Nie możemy oczywiście spodziewać się pełnoprawnego przeniesienia gry z głównych platform na ekrany mobilne. Na pierwszy rzut oka na powyższym filmie widać, że cała gra została przesunięta z perspektywy wolnej kamery na akcję z boku. W końcu sterowanie na ekranach dotykowych ma swoje ograniczenia, skomplikowane poruszanie się samochodzikami prawdopodobnie nie sprawdziłoby się przy wolnej kamerze.
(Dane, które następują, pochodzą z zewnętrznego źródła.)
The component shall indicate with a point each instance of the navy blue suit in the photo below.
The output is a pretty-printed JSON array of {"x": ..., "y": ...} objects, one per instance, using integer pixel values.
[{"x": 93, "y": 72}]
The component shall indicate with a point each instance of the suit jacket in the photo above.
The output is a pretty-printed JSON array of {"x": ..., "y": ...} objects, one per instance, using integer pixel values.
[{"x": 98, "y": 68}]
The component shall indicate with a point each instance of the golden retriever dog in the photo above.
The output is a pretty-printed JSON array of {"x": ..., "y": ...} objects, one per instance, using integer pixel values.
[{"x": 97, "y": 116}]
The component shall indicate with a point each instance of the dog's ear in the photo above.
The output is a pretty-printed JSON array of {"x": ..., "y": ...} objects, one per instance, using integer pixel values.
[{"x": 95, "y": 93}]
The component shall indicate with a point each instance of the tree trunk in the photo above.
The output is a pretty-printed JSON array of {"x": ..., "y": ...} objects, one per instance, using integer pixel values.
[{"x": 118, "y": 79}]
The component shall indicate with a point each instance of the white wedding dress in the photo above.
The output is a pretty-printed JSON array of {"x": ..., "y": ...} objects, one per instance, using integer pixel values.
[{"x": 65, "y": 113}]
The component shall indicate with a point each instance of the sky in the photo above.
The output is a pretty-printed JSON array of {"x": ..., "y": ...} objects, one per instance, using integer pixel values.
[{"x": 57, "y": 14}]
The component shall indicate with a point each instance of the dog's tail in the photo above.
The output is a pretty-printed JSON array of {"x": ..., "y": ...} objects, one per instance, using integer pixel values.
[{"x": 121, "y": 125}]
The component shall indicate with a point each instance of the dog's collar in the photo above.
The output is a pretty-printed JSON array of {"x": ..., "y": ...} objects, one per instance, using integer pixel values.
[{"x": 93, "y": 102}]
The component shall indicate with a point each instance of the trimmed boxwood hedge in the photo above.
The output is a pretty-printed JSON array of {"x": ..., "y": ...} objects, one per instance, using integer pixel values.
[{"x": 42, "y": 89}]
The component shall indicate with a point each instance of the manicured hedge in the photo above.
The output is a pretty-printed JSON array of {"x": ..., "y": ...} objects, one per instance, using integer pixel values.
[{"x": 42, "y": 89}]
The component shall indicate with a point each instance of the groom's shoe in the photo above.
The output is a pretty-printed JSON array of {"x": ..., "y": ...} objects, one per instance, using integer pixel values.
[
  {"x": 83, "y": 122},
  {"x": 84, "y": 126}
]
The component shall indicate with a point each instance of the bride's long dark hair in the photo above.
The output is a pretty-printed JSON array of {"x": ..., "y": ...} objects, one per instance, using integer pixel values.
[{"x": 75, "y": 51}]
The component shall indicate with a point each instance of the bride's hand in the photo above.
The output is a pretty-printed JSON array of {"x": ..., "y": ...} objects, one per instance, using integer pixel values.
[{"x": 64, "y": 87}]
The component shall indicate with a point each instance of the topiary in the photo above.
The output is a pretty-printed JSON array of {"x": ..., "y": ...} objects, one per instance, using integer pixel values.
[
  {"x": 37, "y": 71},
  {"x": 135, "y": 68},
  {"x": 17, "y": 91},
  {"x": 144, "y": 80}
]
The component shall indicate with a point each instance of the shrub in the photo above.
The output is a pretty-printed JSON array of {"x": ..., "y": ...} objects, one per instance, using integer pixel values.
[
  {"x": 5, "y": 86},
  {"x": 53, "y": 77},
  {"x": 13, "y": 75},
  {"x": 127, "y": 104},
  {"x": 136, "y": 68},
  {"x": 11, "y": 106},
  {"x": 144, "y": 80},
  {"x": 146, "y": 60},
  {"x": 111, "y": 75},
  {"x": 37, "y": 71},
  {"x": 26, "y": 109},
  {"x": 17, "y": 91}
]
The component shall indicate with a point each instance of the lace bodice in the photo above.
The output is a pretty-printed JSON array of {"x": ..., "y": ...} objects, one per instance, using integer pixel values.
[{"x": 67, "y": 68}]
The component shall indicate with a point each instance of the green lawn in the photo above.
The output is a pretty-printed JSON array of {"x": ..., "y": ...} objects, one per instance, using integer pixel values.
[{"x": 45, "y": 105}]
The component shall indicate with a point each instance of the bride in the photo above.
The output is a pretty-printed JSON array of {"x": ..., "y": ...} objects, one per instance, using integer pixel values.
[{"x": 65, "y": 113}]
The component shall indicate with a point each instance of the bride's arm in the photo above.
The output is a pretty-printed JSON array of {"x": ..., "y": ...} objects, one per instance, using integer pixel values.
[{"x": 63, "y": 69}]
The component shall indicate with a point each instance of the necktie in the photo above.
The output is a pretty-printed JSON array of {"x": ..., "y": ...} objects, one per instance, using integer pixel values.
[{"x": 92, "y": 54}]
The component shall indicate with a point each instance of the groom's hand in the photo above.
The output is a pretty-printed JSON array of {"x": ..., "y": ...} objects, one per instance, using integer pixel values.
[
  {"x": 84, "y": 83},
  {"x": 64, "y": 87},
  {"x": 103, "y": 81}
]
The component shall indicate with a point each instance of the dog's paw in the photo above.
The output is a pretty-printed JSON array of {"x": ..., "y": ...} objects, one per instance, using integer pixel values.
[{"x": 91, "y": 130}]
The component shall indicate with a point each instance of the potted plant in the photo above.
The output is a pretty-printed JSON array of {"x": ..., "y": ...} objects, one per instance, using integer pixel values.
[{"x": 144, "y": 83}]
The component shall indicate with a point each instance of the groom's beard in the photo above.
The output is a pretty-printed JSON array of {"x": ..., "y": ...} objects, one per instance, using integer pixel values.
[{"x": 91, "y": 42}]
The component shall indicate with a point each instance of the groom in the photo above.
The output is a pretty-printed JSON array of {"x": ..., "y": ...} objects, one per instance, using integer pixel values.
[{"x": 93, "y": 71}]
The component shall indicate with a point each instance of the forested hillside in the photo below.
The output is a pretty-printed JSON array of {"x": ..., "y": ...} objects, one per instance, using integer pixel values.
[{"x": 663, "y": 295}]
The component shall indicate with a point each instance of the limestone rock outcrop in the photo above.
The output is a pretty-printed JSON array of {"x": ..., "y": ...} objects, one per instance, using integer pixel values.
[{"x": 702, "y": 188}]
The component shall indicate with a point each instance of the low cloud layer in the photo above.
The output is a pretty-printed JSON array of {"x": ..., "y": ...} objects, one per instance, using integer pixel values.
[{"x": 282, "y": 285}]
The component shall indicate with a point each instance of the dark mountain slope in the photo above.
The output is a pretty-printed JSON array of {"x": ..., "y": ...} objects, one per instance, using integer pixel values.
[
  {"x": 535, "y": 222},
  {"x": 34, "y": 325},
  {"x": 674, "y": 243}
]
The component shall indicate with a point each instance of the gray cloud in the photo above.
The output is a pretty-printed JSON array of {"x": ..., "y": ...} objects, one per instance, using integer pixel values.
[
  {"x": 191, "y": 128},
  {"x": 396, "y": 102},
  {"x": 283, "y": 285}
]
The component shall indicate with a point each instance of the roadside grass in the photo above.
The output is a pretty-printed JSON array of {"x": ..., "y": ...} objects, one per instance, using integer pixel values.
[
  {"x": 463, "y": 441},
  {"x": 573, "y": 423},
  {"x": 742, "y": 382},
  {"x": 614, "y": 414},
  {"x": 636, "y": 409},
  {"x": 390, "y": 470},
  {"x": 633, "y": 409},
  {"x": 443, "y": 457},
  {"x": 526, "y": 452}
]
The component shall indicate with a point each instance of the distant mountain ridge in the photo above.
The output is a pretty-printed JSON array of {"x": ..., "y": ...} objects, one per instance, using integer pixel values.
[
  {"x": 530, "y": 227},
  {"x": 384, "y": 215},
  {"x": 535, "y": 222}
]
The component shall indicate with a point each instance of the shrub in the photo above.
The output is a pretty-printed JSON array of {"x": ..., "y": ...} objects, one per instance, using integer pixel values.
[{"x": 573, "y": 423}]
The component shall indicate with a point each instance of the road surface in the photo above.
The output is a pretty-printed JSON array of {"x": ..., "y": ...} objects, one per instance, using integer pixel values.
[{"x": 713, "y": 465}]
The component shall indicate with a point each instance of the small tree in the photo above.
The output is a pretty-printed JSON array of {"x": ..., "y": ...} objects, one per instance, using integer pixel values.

Jednak fani racquetballa nie stracą swoich ulubionych trików. Twórcy obiecują, że pomimo zmiany sterowania i perspektywy, w grze pozostaną te same triki, do których jesteśmy przyzwyczajeni z wersji na główne platformy.

Zmianie ulegną jednak tryby gry. Nie możemy się już doczekać pięcioosobowych bitew drużynowych. W Rocket League Sideswipe będziesz mógł grać solo lub w parach. Wybrani gracze już w testowej wersji alfa mogą przekonać się, jak bardzo te modyfikacje zmienią wrażenia z rozgrywki. Jest jednak dostępny tylko w Australii i Nowej Zelandii. Reszta z nas będzie musiała poczekać, aż pełna wersja gry zostanie wydana jeszcze w tym roku.

Najczęściej czytane dzisiaj

.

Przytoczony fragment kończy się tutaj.